Last Wednesday, Ritmodivino was at Atripalda, at the Hotel Malaga, for the event organized by the ONAV of Avellino with Pierpaolo Sirch. The theme of the evening were the most expressive wines of the Friulian reality. We’ll tell you how it went.
Little deviation in Friuli, this evening, for Ritmodivino.
Invited as a specialized press, we went to Atripalda, in the province of Avellino, to follow the event organized by the ONAV of the capital of Irpinia in the presence of Pierpaolo Sirch.
Winemaker and agronomist, in addition to being the owner of the homonymous winery in Friuli, Sirch has been collaborating for some time with the Campania winery of the Feudi di San Gregorio, which is based in Atripalda.
The aim of the meeting was to deepen the characteristics of Friulian viticulture, and to draw a parallel with that of Irpinia.
We are welcomed by the hotel in Malaga, Pierpaolo, which does not escape a quick chat with us of Ritmodivino before starting the evening. Person of determination and passion, Sirch explains that, despite being very distant geographically, Irpinia and Friuli boast several similarities, especially in the character of the people who work these difficult and impervious lands.
In fact, according to Pierpaolo, great courage is needed to decide to work in hilly areas, with marly and steep terrain, which make the viticulture of these areas something heroic.

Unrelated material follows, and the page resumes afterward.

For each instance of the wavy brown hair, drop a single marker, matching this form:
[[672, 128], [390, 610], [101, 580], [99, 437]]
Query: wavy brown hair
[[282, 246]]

During the evening, after a video and photographic excursus on the pedoclimatic environment of Friuli, we went into the viticulture of the region to the extreme North-East of Italy, in which the Pinot Gris predominates as the main vine.
Sirch tells us that Friuli was the second Roman diocese at the time of the Empire, and the region to which the wines destined to feed the colonizing legionaries of the lands of the East departed.
After the fall of the Roman Empire, it was the Habsburgs of Austria who valued viticulture in these areas, being the city of Trieste the only outlet on the sea to trade in the Mediterranean.
In 1860 the Phylloxera and the Oidium destroyed the whole Friuli wine landscape and the Habsburgs decided to replace it with the French international vines, especially the Merlot.
The First World War cleared everything again: the Austro-Hungarian Empire ceased to exist and Friuli became North-East of Italy.
The new government chose ex-novo to produce white wines, replacing the almost omnipresent Merlot, with Verduzzo, the Tocai (today Tai), the Picolit and other excellences such as Ribolla Gialla, Refosco dal Peduncolo Rosso, Chardonnay and Sauvignon Blanc.
We then pass, after this quick introduction, to the real tasting, in which five wines are served.
The first is a RIBOLLA GIALLA DOC COLLI ORIENTALI DEL FRIULI SIRCH from our Pierpaolo family winery. Well balanced wine, very floral, with hints of honey and a good balsamicity, which, when heated, expressed mineral scents, especially of incense.
The second wine was a FRIULANO DOC COLLI ORIENTALI DEL FRIULI LIVIO FELLUGA. Chosen by Pierpaolo Sirch as a product of a very representative wine of the territory, it is a much more floral wine than the previous one, with hints of camomile and a definite spicy note of almonds, walnuts and hazelnuts.
The third wine was a PINOT GRIGIO DOC COLLI ORIENTALI DEL FRIULI TERLATO. Elegant, good-tasting, fresh and mineral wine with iodized note. It was also distinguished by a definite smoked note and incense.
Fourth choice was then a CHARDONNAY DOC COLLIO VENICA & VENICA. Soft wine and “piacione”, almost ruffiano, which aimed a lot on softness. Its origin is the area of Prepotto (UD), a border town between Italy and Slovenia.
The evening ended with the tasting of the SAUVIGNON DOC COLLIO SCHIOPETTO. Very characteristic wine, with very strong aromas of tomato and pepper leaf. For Sirch, this depends a lot on the characteristics of the boundary Sauvignon, which is a difficult to process grape, which often has an easy presence of animal scents. However fresh and sapid wine.
Many of the personalities that we at Ritmodivino met at the event. We thank in particular the ONAV for accreditation and Roberta Raja for the invitation.